126 F.2d 18 | 5th Cir. | 1942
The libel was for bottom damages to the tank steamer, Ruth Kellogg. The claim in general was that they were the result of grounding in an unsafe berth designated and furnished by respondent charterer, in violation of a charter party covenant that the vessel should safely lie afloat. Specifically, the claim was: that, while being piloted to the dock, assisted by tugs, she went aground about 50 to 70 feet off, with her port side parallel to the dock and a 2 to 3% list to starboard; that the tugs, with the assistance of the vessel’s lines, managed to shove her within about 20 feet of the dock; and that she lay there aground, her starboard bottom resting on some hard substance, from approximately 7:30 in the morning to 3:00 in the afternoon. The defense was a denial that the vessel grounded and was damaged as claimed and, on the issue so joined, evidence was taken by deposition and orally before the court.
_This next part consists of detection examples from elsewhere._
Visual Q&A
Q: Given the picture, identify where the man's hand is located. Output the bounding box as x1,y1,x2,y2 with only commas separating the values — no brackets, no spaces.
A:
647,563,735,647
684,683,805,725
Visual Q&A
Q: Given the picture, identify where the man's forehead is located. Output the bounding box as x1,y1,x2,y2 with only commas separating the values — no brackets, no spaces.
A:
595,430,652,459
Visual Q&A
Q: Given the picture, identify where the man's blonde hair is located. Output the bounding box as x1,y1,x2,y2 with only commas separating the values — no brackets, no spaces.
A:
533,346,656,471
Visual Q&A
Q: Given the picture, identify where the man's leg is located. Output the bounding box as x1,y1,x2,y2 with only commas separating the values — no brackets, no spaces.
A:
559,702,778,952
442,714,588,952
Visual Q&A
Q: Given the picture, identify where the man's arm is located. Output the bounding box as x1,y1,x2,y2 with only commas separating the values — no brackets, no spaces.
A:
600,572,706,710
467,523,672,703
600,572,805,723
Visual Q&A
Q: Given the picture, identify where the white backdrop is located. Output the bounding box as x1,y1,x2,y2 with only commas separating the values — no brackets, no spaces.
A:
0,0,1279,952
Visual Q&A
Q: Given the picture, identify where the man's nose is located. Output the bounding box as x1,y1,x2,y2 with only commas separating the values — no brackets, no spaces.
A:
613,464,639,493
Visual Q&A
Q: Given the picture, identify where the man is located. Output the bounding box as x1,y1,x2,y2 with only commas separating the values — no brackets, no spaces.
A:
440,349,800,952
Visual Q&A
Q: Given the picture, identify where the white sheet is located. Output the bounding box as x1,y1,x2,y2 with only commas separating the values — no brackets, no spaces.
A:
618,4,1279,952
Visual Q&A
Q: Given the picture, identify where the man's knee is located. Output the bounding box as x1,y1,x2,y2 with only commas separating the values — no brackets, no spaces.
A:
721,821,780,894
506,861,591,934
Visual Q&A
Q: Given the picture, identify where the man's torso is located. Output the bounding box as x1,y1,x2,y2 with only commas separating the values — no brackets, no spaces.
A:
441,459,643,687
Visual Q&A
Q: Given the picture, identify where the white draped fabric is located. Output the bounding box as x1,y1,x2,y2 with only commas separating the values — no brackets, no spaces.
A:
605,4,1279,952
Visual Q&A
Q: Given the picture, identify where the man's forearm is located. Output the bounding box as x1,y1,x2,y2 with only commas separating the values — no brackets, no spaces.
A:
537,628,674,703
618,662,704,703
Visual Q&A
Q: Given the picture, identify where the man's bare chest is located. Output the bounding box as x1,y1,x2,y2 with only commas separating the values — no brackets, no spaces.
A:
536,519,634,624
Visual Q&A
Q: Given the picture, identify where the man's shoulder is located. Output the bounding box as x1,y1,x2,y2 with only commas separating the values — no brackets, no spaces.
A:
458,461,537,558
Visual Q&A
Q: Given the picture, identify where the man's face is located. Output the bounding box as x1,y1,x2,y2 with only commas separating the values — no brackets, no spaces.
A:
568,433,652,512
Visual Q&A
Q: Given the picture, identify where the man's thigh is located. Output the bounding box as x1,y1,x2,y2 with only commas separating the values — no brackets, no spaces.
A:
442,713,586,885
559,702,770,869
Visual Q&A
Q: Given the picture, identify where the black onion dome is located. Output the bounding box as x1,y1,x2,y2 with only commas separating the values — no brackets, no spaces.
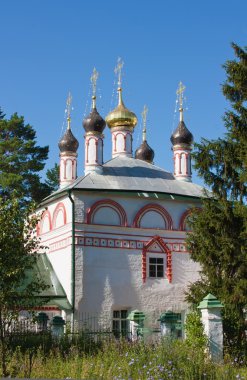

The trial judge found (1) that the Ruth was not aground about 75 to 100 feet from the dock as claimed and that her starboard bottom was at no time aground in respondent’s berth; (2) that on the day before the berthing, the vessel struck a submerged object in the channel, and part of the claimed damage could have been the result of that striking; (3) that in December, 1937, some months after the berthing, she experienced heavy weather which could have caused the balance of the damage sued for; and (4) that libellant had failed to sustain the burden of showing that any of the claimed damage had resulted from the failure of the respondent to furnish a safe berth as required in the Charter Party. So finding he dismissed the libel.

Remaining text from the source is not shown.